Before they rose from the table, Mr. Bellingham proposed that they should adjourn to Newport on the following day. He said it was too early to be in New York and that Newport was still gay; at all events, the weather promised well, and they need not stay more than twenty-four hours unless they pleased. The proposition was carried unanimously, the Duke making a condition that he should be left in peace and not "entertained in a handsome manner by the élite of our Newport millionaires"—as the local papers generally have it. Lady Victoria would not have objected to the operation of "being entertained" by Newport, for it amused her to see people, but of course she would enjoy herself very well without it. She always enjoyed herself, even when she went for a walk in the rain on a slippery Yorkshire road, all bundled up in waterproofs and hoods and things for her poor people—she enjoyed it all.

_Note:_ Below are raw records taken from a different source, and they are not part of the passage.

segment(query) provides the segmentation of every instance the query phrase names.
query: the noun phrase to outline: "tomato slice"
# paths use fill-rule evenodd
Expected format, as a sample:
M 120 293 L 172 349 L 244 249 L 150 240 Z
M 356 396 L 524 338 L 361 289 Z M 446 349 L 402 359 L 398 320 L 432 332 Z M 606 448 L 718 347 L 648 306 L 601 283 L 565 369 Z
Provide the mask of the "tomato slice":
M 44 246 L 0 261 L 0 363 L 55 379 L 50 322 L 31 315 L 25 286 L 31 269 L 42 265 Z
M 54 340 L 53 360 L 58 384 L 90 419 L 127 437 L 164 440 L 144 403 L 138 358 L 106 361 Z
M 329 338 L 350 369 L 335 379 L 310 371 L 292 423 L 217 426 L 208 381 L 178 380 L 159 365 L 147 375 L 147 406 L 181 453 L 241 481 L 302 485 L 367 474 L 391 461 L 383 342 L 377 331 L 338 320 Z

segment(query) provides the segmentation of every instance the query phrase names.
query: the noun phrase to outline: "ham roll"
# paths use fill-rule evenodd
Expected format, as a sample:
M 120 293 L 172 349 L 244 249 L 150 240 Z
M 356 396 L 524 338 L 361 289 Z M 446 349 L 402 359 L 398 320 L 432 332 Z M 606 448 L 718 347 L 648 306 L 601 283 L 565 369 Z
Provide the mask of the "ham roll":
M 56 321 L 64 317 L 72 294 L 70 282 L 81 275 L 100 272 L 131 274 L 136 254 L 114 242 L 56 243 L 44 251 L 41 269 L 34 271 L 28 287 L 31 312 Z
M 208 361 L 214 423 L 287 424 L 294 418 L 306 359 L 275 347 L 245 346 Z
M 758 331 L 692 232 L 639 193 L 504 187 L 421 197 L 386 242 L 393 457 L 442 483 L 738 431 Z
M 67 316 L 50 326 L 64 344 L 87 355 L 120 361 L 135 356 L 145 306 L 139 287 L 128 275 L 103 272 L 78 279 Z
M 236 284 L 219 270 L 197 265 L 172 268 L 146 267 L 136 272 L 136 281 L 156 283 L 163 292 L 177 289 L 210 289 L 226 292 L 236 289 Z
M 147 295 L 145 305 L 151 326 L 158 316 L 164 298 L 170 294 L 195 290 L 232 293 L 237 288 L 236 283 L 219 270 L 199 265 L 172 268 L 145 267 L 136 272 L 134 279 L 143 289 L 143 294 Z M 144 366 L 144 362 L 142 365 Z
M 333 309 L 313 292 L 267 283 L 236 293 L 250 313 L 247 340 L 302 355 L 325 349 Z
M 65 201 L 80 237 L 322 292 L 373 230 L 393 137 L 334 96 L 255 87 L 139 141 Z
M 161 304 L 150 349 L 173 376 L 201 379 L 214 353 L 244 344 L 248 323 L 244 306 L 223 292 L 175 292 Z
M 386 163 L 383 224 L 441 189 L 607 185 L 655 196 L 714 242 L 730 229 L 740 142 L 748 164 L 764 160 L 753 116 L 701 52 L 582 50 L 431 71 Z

As for Claudius, he knew that if he went to Newport he must of necessity stay with the Barkers, but as he had not yet learned to look at Mr. Barker in the light of a rival, he thought this would be rather convenient than otherwise. The fact that he would be within easy reach of Margaret was uppermost in his mind.
During the last two days his relations with her had been of the happiest. There was an understanding between them, which took the place of a great deal of conversation. Claudius felt that his error in speaking too boldly had been retrieved, if not atoned for, and that henceforward his position was assured. He was only to be a friend, it was true, but he still felt that from friendship to love was but a step, and that the time would come. He thought of the mighty wooings of the heroes of his Northern home, and he felt in him their strength and their constancy. What were other men that he should think of them? He was her accepted friend of all others. She had said she hoped to find in him what she had never found before; and were not her words "always, always!" still ringing in his ears? She had found it then in him, this rare quality of friendship; she had found more,—a man who was a friend and yet a lover, but who could curb the strong passion to the semblance and docility of the gentler feeling. And when at last she should give the long-desired sign, the single glance that bids love speak, she would find such a lover as was not even dreamt of among the gods of the Greeks, nor yet among berserk heroes of ice and storm and battle. He felt to-day that he could endure to the end, for the end was worthy all endurance.